At Magola, young women arrange rolled „chirs” on flat plates balanced on their heads and hawk them around. All brands have words like „guaranteed” or „genuine wax” on their rims.

But Agustina Otu, an Accra-based fashion designer, said the feel of Ankara fabric, its flexibility, often tells what is high quality and what is low quality, regardless of the name, brand or wording printed on the fabric.

Most cheap imports use cheap quality cotton for production and mix cotton with fabrics such as polyester, whereas genuine loincloths are made entirely of cotton, Otoo, 26, added. Where quality Ankara fabric is soft to the touch and yields under the heat of an iron, some smaller items lack such moldability that makes them a pain to sew in the elaborate styles that customers demand.

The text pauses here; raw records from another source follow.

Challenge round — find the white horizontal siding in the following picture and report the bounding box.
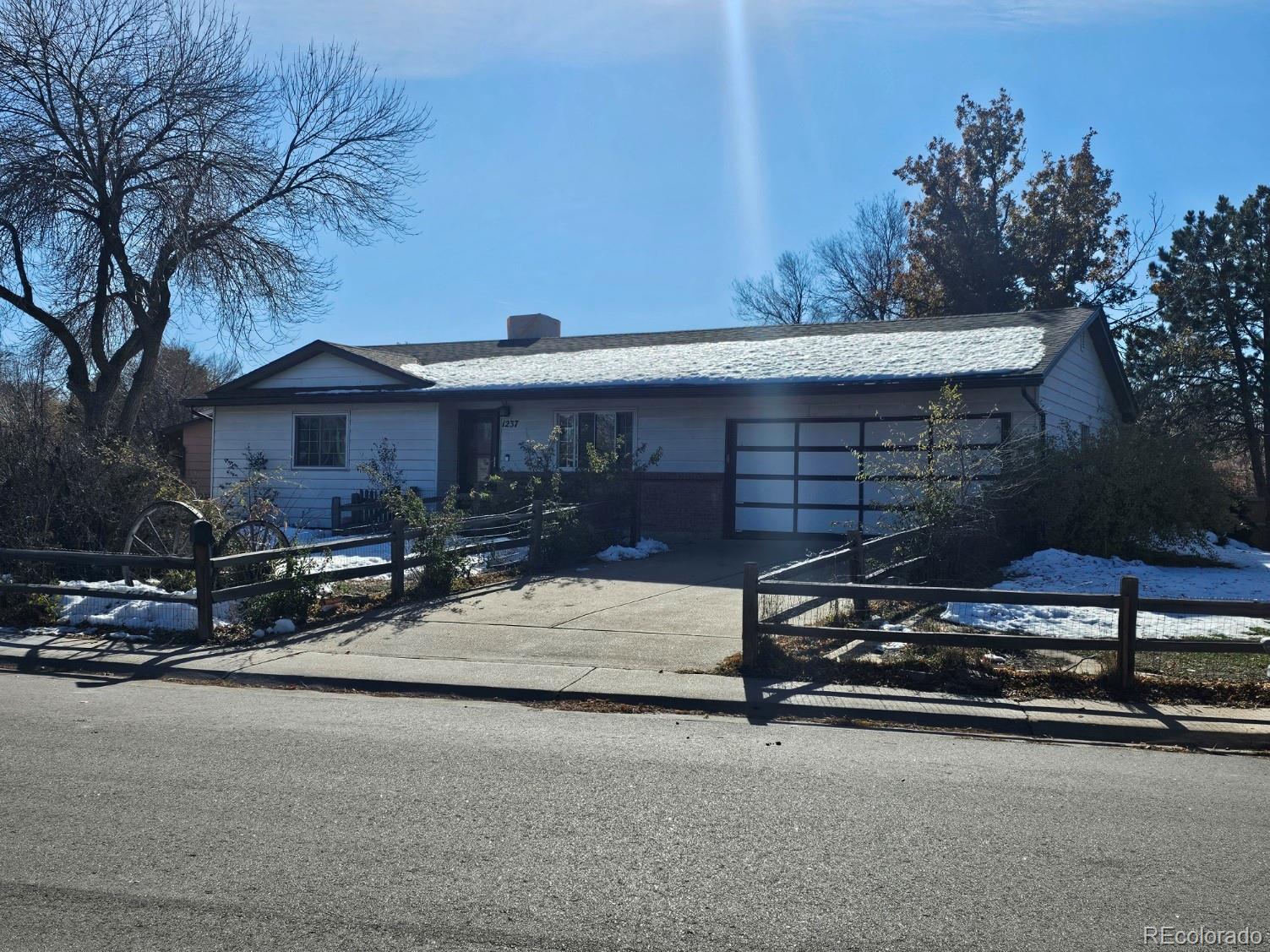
[255,354,401,389]
[1038,331,1116,432]
[441,389,1033,485]
[212,404,437,527]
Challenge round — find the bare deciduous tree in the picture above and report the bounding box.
[0,0,431,435]
[732,252,823,324]
[811,192,908,321]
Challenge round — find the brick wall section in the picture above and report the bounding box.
[640,472,724,538]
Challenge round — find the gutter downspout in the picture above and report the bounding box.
[1018,387,1045,437]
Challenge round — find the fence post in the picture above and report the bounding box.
[848,530,869,616]
[629,472,644,546]
[391,517,405,598]
[740,563,758,667]
[530,499,542,568]
[1116,575,1138,690]
[189,520,212,641]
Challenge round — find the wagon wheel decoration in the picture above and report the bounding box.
[123,499,203,585]
[216,520,291,588]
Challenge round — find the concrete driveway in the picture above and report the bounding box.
[297,540,808,672]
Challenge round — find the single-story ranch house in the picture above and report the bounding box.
[187,307,1134,537]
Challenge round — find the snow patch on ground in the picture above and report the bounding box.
[596,538,671,563]
[401,326,1045,389]
[57,581,232,631]
[942,537,1270,639]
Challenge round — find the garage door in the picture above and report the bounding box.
[728,414,1008,536]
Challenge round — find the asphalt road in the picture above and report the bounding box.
[0,674,1270,952]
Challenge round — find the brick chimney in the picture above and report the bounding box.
[507,313,560,340]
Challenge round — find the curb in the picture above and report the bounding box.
[0,652,1270,752]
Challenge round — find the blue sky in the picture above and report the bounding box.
[223,0,1270,363]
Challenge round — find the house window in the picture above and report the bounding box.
[556,410,635,470]
[291,414,348,470]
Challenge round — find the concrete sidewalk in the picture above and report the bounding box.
[0,634,1270,750]
[288,540,806,672]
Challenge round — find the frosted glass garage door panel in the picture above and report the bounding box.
[798,449,860,476]
[798,422,860,447]
[737,507,793,532]
[737,449,793,476]
[864,449,926,477]
[737,480,793,503]
[798,480,860,505]
[798,509,860,532]
[863,510,899,536]
[864,482,908,505]
[935,449,1000,477]
[737,422,793,447]
[865,420,927,447]
[960,419,1005,445]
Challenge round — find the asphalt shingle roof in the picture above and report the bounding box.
[336,307,1095,376]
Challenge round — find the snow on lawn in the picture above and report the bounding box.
[942,537,1270,639]
[401,326,1045,389]
[596,538,671,563]
[57,581,232,631]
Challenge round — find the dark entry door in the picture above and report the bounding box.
[459,410,499,489]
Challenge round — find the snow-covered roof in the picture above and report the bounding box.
[185,307,1133,416]
[401,326,1045,391]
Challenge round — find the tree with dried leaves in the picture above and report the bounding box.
[896,89,1162,324]
[0,0,431,437]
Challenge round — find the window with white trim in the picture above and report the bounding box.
[291,414,348,470]
[556,410,635,470]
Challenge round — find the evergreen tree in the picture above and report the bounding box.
[1128,185,1270,497]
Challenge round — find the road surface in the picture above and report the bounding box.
[0,674,1270,952]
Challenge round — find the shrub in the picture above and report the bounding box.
[1002,424,1233,558]
[237,556,321,628]
[357,439,467,596]
[533,513,612,568]
[0,591,58,627]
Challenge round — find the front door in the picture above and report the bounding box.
[459,410,498,490]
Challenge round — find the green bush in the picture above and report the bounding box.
[0,591,58,627]
[535,514,612,568]
[998,424,1233,558]
[237,558,321,629]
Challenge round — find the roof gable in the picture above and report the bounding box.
[207,340,419,397]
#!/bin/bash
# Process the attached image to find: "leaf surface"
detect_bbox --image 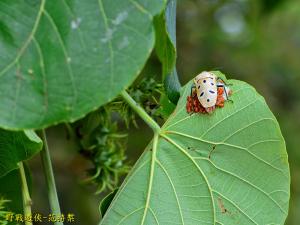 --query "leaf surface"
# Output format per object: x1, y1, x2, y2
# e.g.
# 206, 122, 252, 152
0, 0, 165, 129
0, 129, 43, 177
100, 76, 290, 225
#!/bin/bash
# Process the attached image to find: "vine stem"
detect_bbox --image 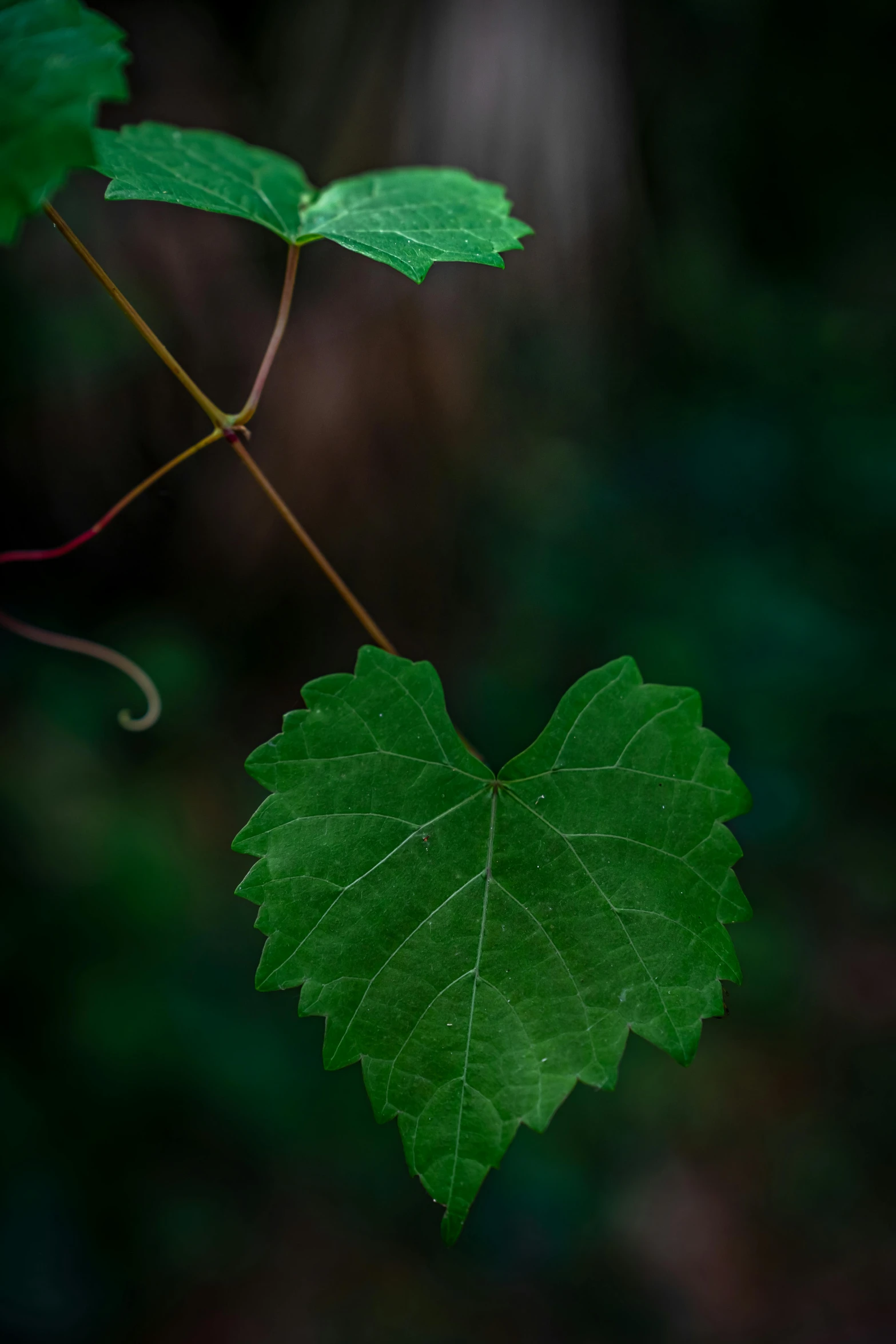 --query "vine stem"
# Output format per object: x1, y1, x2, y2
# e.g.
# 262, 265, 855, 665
232, 243, 302, 426
0, 429, 224, 564
0, 611, 161, 733
223, 429, 397, 653
13, 209, 396, 704
43, 200, 231, 429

„Some of them are like rubber, and some of them feel like paper,” Otto said, laughing at his own analogy. “I sew a lot. When you iron it, it is so hard that it crumbles. If you want to straighten it, it will be difficult. They put in some shiny stuff that fades when you wash it. It won't even last three months.

But that didn't stop customers from buying.

“Especially this season, we've seen a lot of new designs in smaller ones,” said Otoo. And there is nothing she can do to convince her customers to buy genuine brands, she added. „Me, I provide the service and collect my money.”